While Japanese children led by answering, on average, 50.2 percent of the questions correctly, American children answered 25.3 percent correctly. But on a test of geography, Japanese students ranked below those of the other seven countries.
The tests, given to a total of 600 children in the U.S., Canada, England, Australia, Japan, Sweden, Switzerland, and France, were sponsored by The Dallas Times Herald. Editors at the newspaper decided to administer the tests as part of an 11-part series examining in detail the issues raised by the report of the National Commission on Excellence in Education. The Times Herald spent an estimated $240,000 on the series, publication of which began on Dec. 11.
The tests were an important part of the series because the excellence commission had to rely on international test scores that dated from the 1960's, according to Ray Herndon, the assistant managing editor who directed the project. Although a new international assessment is now underway, the new data are not yet available, so there was no way to know whether the gap between U.S. students and students elsewhere still held, he said.
To design the tests, the newspaper enlisted experts in the fields and worked with test designers in the Dallas school system and local universities. Glenn T. Seaborg, a Nobel laureate in chemistry who served on the excellence commission, supervised the development of the science test.
Stephen Willoughby, a mathematics-education professor at New York University and president of the National Council of Teachers of Mathematics, developed the mathematics test.
The geography test was developed by Joseph Stoltman, chairman of the education committee for the International Geophysical Union, and Gilbert White of the University of Colorado.

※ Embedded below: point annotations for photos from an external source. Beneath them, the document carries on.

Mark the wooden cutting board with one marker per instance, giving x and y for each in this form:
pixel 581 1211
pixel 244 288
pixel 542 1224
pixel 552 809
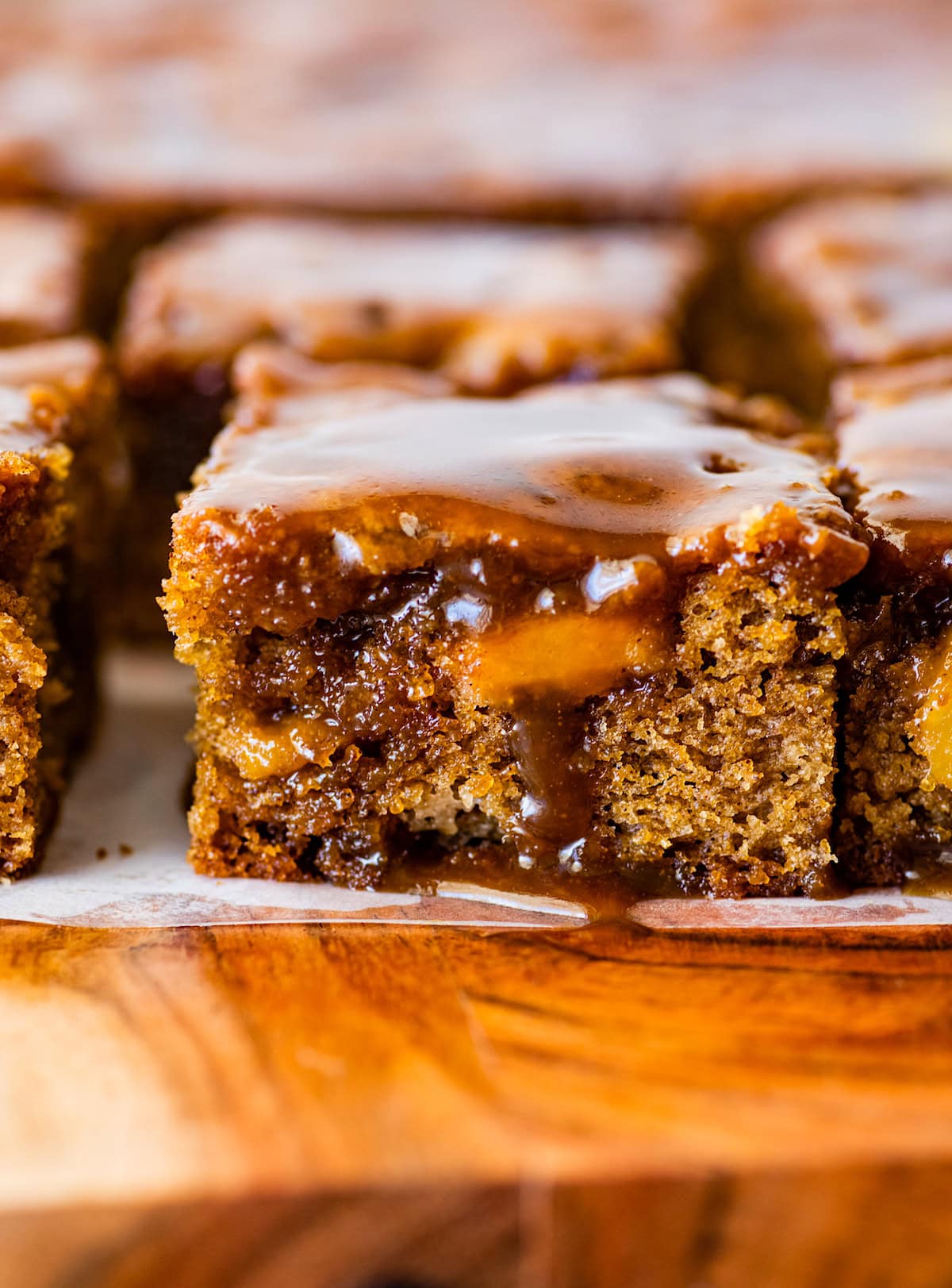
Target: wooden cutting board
pixel 349 1106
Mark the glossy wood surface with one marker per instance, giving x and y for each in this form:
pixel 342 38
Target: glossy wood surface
pixel 352 1105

"All of the testing people and educators that we dealt with said the sample size was adequate," said Mr. Herndon. "We do not present this as absolutely scientifically valid. We were not able to control the giving of the tests, and had to rely on other people to help us."
Arrangements for administering the tests were made through embassies, government agencies, and, in some cases, other newspapers, according to Mr. Herndon.
Of the three academic areas, the American children made the poorest showing in mathematics, ranking below pupils in all the other coun-tries. The high average score of Japanese students was followed by that of Swedish students, with 39.7 percent; Australians, with 37.8 percent; Canadians, with 35.8 percent; French students, with 33.3 percent; and Swiss students, with 31 percent.
In science, Swedish students made the highest average score, with 55.4 percent of their answers correct. They were followed by English pupils, with 54.5 percent correct; Australian and Canadian students, with 49.2 percent; Japanese students, with 45.3 percent; Americans, with 43.7 percent; French students, with 42.1 percent; and Swiss students, with 41.3 percent.
Swedish students also scored the highest in geography, with an average of 54.1 percent of the test questions answered correctly. English pupils were next, with 50.5 percent correct. Canadian students averaged 48 percent correct; Americans 45.8 percent; Swiss students 43.4 percent; Australians 42.7 percent; French students 41.3 percent; and Japanese 40.5 percent.
The series was intended to in-crease public understanding of the issues involved in education reform, spokesmen for the Dallas newspaper said. The issue of reform is of central importance in Texas right now, since a state committee is expected to make recommendations on education in January. Those recommendations are said to be likely to influence the legislature, which is scheduled to convene in January.
Editors at the paper said the series, which covers a wide range of education topics, could also influence what happens.
"I think that any time you further sensitize the public to a problem, that does have ultimately an effect on the legislative process," Mr. Herndon said. "We're going to send copies of the articles to every member of the legislature because we've done considerable research, and we're proud of what we've done. I'm not sure that they'd all reach the same conclusions we did."